Non-uniformly accelerated rotation

[mattji104]

A circular disk having a radius of 4ft. and weighing 40lb. has a small weight of 20 lb attached to it at a distance of 2ft. from its center. If the disk is in the vertical plane and set in rotation about an axis through its center so that its minimum speed is 120 rpm, find its maximum speed.



For this problem I'm pretty sure I need to use equations such as
ω=dθ/dt, α=dω/dt, and most likely α=ω(dω/dθ)



On my first try I was trying to avoid using the derivative equations. I know the minimum will be at the top, and the maximum at the bottom of the wheel. So in the first attempt I solved for the work done by the 20lb weight using -(ΔV), and equating that to the change in kinetic energy of the wheel. My solution was 121.068rpm, but that seems to simple, and frankly wrong.

What I realize is that the 20lb weight is applying a torque to the wheel, so I likely need to integrate over that torque to understand the change in the angular momentum to finally solve for ω when the point has gone ∏rads through a rotation from the minimum value, 120, at the top

 

[mattji104]

Here are scans of my first two attempts, both did not feel right, but maybe I made mistakes within them, and not entirely.

I'm most confident in that last attempt, but the increase seems intuitively high.

 

[gneill]

Your first approach, using conservation of energy, looked most promising.

You need to make sure that you take into account both objects when you determine the moment of inertia, so that the initial rotational energy will be correct. Since the disk is symmetric about the rotation axis, there's no change in gravitational potential for it as it rotates. But the small mass is a different matter. What's its change in height from the minimum speed position to the maximum speed position?

 

[mattji104]

Well, if my assumption is correct in that the maximum is at the bottom of the rotation, and minimum at the top, the change in height is 4 ft. and the work done is:

mg(h1-h2)=20(32.2)(4)=2576 J

 

[mattji104]

Actually, I'm wrong because 20 lb is the weight not the mass, so
(20/32.2)(32.2)(4)=80 J

 

[gneill]

Well, if my assumption is correct in that the maximum is at the bottom of the rotation, and minimum at the top, the change in height is 4 ft. and the work done is:

mg(h1-h2)=20(32.2)(4)=2576 J

Actually, I'm wrong because 20 lb is the weight not the mass, so
(20/32.2)(32.2)(4)=80 J

You have to be careful with the units. Using the Imperial US system the "20 lb weight" is going to be equivalent to about 9kg of mass. 20lb is taken as a mass. If you do your calculation in these units your energy won't come out in Joules. It'll be something like "foot pound-force" (ft-lbf), or some equally mind bending unit Divide your energy value by g = 32.174 ft/s² to render it into ft-lbf units. Or just state that the units are lb*ft²/s² and leave it be. (Or just convert everything to kg's and m's and work in metric!)
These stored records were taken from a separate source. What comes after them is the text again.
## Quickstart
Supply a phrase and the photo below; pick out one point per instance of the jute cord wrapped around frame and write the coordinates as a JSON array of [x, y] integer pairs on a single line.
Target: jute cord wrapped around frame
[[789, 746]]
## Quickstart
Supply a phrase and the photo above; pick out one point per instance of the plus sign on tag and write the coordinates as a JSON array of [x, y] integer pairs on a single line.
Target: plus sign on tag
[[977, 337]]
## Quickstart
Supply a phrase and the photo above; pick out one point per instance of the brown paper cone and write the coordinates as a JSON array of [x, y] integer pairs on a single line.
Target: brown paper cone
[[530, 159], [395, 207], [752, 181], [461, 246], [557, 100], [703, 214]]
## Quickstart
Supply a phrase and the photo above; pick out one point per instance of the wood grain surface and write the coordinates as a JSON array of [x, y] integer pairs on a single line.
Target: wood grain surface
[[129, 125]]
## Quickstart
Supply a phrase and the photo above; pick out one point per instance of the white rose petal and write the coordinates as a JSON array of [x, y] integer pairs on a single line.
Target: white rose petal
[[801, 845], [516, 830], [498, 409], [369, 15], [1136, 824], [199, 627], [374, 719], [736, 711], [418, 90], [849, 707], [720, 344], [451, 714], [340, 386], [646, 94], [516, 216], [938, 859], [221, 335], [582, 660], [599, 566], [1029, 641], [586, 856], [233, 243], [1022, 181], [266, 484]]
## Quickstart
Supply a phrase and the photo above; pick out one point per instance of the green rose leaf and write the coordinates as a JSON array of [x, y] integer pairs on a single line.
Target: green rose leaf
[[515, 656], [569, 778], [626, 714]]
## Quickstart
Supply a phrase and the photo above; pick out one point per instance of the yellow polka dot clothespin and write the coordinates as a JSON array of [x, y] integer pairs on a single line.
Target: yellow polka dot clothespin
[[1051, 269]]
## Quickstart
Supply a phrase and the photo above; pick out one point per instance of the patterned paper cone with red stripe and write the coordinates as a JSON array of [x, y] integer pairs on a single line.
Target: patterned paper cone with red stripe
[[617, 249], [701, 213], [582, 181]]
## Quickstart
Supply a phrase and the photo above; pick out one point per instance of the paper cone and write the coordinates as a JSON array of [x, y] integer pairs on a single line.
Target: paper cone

But you've got the right idea, and symbolically the math makes sense. So if you do the math correctly the units should take care of themselves.

 

[mattji104]

OK, attached is my solution going through without making my silly unit mistakes, and assuming the 40 lb and 20 lb are mass. Converted everything to SI units for simplicity, which is something I have tried to avoid to build my versatility, but clearly it's not worth it if I can't get the solution!

Also, I made the assumption that the moment of inertia is only given by the disc, because the description of the 20 lb mass seemed to be a point particle, therefore only affecting the rotational motion but not I, is that proper? And does the answer seem reasonable?

So if you can help me with one last conceptual idea that's bothering me. Was it possible to approach this problem using using the torque? What was bugging me was that I saw the weight of 20 lb will introduce 0 torque at ∏/2, but from there to 3∏/2, it would introduce a non-constant acceleration proportional to its component tangent to the circle, which is what I tried to accomplish in "scan0004.pdf" above. Am I correct in thinking that?

 

[gneill]

OK, attached is my solution going through without making my silly unit mistakes, and assuming the 40 lb and 20 lb are mass. Converted everything to SI units for simplicity, which is something I have tried to avoid to build my versatility, but clearly it's not worth it if I can't get the solution!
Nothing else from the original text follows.